The Ones and Zeros of Numpy as np

As with any good project nowadays, there eventually came a point when some machine learning based classification "needed" to come into play (this is more of a joke, as you should seek to use the right tool for the job).

There are a lot of different toolkits for working with datasets for the purpose of data mining, feature extraction and classification. Scikit learn is a Python package that was written by some interns over at Google. It is easily installed using pip install -U scikit-learn.

Support Vector Classifier (SVC) is a common classifier that can be used for multiple classes. It is a part of the group of machine learning algorithms known as Support Vector Machines (SVM).

Lets say we wanted to classify a set of X, Y corrdinates into two groups; positive and negative numbers. We could use a SVC to train a dataset for prediction of future inputs.

  • 0 will represent the group of positive coordinates
  • 1 will represent the group of negative coordinates
import numpy as np
from sklearn import svm

# define positive and negative coordinates
positive = np.array([[1,1], [5,5], [2,3], [2,4]])
negative = np.array([[-1,-1], [-3,-4], [-5, -1], [-2,-2]])

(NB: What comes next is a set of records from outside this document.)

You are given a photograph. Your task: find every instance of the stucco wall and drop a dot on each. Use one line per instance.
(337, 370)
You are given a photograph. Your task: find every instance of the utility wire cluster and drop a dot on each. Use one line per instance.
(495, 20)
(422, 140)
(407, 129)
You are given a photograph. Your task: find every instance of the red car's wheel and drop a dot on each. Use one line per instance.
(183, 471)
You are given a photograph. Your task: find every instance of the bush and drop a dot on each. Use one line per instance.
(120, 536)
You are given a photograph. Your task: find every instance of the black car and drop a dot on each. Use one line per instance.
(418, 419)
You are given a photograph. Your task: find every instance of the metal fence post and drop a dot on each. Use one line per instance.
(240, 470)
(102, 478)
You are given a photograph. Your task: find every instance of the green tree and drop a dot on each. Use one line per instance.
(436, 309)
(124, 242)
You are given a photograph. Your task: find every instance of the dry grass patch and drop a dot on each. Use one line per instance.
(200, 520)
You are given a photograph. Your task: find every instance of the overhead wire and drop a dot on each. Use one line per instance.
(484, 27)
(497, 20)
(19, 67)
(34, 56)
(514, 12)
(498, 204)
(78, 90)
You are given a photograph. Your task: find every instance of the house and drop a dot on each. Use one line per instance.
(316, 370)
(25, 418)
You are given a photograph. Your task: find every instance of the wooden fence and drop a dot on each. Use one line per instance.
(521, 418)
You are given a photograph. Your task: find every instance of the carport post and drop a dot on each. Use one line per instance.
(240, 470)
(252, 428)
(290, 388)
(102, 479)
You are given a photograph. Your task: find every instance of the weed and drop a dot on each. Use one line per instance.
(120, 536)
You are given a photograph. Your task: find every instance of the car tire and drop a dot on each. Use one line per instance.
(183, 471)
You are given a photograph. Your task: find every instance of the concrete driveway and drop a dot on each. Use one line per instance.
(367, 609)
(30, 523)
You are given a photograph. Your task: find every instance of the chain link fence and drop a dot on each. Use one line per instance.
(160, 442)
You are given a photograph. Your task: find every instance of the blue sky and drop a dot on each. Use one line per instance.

Positive and negative pairs of coordinates have now been created. These represent the groups 0 and 1 respectively. We will use this information to train a classifier and then test some new coordinates to see how accurate it has been trained. Usually real datasets are much larger, but this is simple.

# generate X data for the classifer by combining the positive and negative numbers
X = np.vstack((positive, negative))

# generate y group labels for the data
y = [0,0,0,0,1,1,1,1]
# or using the ones and zeros of np!
# might not seem like much here, but on larger datasets, this helps a lot!
y = np.append(np.zeros(positive.shape[0]), np.ones(negative.shape[0]))

The classfier takes samples of both groups (X), while an array of binary group labels(y), 1 and 0, were created to classify the training data.

The model for the data can then be fit using sklearn.svm.

clf = svm.SVC(kernel='linear')
fit = clf.fit(X, y)

The output of this command on in a print statement is probably similar to,

>>>print fit
SVC(C=1.0, cache_size=200, class_weight=None, coef0=0.0,
  decision_function_shape=None, degree=3, gamma='auto', kernel='linear',
  max_iter=-1, probability=False, random_state=None, shrinking=True,
  tol=0.001, verbose=False)

Yay! We have now trained our classifier.

Lets see how well we did but trying a few test cases.

Points can be passed as an array, or individual coordinates using,

predict = fit.predict([[1,4]])

A score can be derived using a set of labeled test data such as

score = fit.score([[2,3],[4,1],[5,4],[2,1],[4,3]], np.zeros(5))

for testing new positive coordinates. The same can be done with negative corrdinates or any combination of both.

Print out the results.

print "predict ", predict # -> [0]
print "score ", score # -> [1.0]

np.ones and np.zeros. A new appreciation. Perfect classification.